Growing up on the Frazer farm we had a dozen or so pecan trees that periodically produced good crops. What a difference in our old way of harvesting compared to today’s operations. Back then, no real harvesting was done until most of the leaves were shed. Then Ralph Williams, the tenant on the farm, would climb the trees and hammer the limbs with a wooden mallet in order to shake the nuts loose from the hulls. The whole family, except for older crowd, would get on our knees and fill up buckets with the nuts that fell on the ground.
Back when I drove around Lafayette to see whose business I could mind, I stopped by Dempsey farms to inquire about their beautiful pecan grove. Lee Dempsey gave me a tour and explained how pecans are harvested much earlier when using their machines, rather than our very dangerous method of “climb the tree and give it a shake”. I will point out that one advantage of harvesting the nuts the old way was not having to run the crop through a blower and across a conveyor belt to pick out the culls. When picking off the ground, you are editing as you go…And sometimes eating. These days machines shake the tree hard enough that harvesting can start earlier in the season, but our later harvest meant the nuts were dry and ready for consumption. Another reason for our late harvest was that the farmer had to pick cotton before it fell out of the boll.
Both the old method and the new mechanical method have a common obstacle: birds and animals enjoy pecans. Lee Dempsey said that crows come in flocks to the grove and carry off significant quantities of nuts daily. Also, squirrels love coming in groups to munch on the nuts and tote them off to store for winter food. Deer love to forage on fallen nuts which is the reason the nuts can’t be allowed to lay on the ground even for short period of time without harvesting. In the Frazer family grove, crows became target practice for Grandaddy sitting in the grove with a 12-gauge. As for squirrels, Sporty the yard dog made sure that the squirrels did not come out of the woods to climb the pecan trees to get their dinner.

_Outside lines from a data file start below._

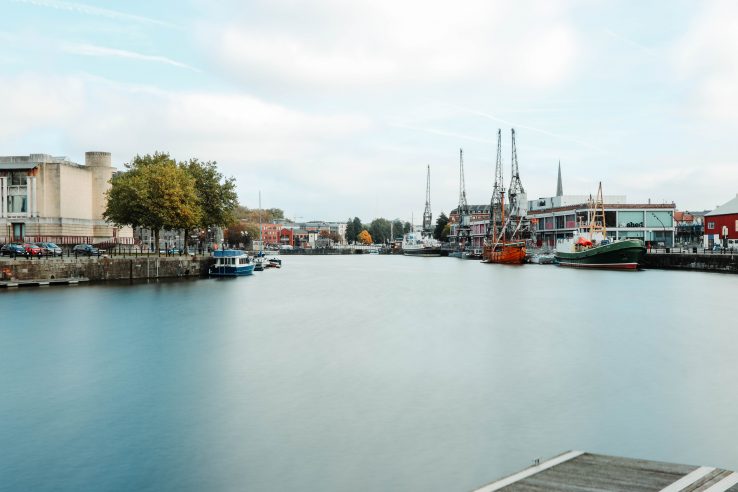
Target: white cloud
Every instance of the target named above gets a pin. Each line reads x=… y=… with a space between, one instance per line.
x=96 y=11
x=390 y=42
x=91 y=50
x=708 y=55
x=237 y=129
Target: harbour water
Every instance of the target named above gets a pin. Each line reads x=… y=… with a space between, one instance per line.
x=372 y=373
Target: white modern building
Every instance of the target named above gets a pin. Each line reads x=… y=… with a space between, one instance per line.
x=47 y=198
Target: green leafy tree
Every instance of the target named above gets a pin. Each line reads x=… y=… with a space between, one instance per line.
x=364 y=237
x=441 y=222
x=350 y=233
x=154 y=193
x=216 y=195
x=358 y=227
x=380 y=230
x=397 y=228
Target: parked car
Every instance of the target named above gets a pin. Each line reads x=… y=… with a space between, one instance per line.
x=13 y=249
x=49 y=249
x=32 y=249
x=85 y=249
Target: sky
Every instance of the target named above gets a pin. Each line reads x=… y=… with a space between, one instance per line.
x=333 y=109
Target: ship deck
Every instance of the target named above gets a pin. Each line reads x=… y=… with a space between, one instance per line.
x=587 y=472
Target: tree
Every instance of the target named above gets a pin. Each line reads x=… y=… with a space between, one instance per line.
x=440 y=226
x=364 y=237
x=358 y=227
x=446 y=232
x=216 y=195
x=154 y=193
x=350 y=234
x=380 y=230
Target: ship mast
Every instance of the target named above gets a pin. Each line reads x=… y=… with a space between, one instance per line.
x=496 y=212
x=515 y=190
x=597 y=222
x=464 y=229
x=427 y=216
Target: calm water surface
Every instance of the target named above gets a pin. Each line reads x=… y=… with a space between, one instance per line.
x=366 y=372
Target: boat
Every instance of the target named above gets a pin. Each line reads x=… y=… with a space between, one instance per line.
x=504 y=243
x=418 y=244
x=542 y=258
x=589 y=246
x=231 y=263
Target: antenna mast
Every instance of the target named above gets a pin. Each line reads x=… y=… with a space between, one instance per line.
x=427 y=216
x=464 y=228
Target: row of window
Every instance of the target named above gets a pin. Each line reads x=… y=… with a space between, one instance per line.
x=711 y=226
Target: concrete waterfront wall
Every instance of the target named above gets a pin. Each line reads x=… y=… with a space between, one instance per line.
x=118 y=268
x=726 y=263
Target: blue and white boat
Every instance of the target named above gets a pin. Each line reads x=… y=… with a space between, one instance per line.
x=231 y=263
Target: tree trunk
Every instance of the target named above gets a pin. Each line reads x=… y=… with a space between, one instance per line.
x=187 y=236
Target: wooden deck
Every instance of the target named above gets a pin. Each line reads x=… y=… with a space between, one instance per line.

A naked pecan tastes great, but combine it with sugar, butter, eggs, and Karo syrup, and that’s a masterpiece. Of course I’m talking about the pecan pie. The American-born dessert’s origins date back to the late 19th century. The first recipe that most closely resembles what we know today as pecan pie was published in 1898 in a church charity cookbook, but the pie wouldn’t surge in popularity until the mid-1920s. That’s when the manufacturer of Karo syrup began printing a recipe for pecan pie on cans of the product. Wide distribution of Karo syrup introduced many people to pecan pie, who found it was quite simple to make. Two things I would like to thank American businesses for: Diet Coke and Karo Syrup. I don’t necessarily mean at the same time, but now that I think about it, a Diet Coke served along Pecan Pie would certainly negate the calories.
I’ve always thought Pecan was a strange word. I had my daughter look it up, and google said that it’s derived from the French word pacane which is taken from the Algonquian word for “nut”. Apparently French settlers in New Orleans first named pecans centuries ago, but circling back around, I’d say New Orleans is still a hotbed for NUTS. And apparently, like the branches of the pecan trees, it’s spreading.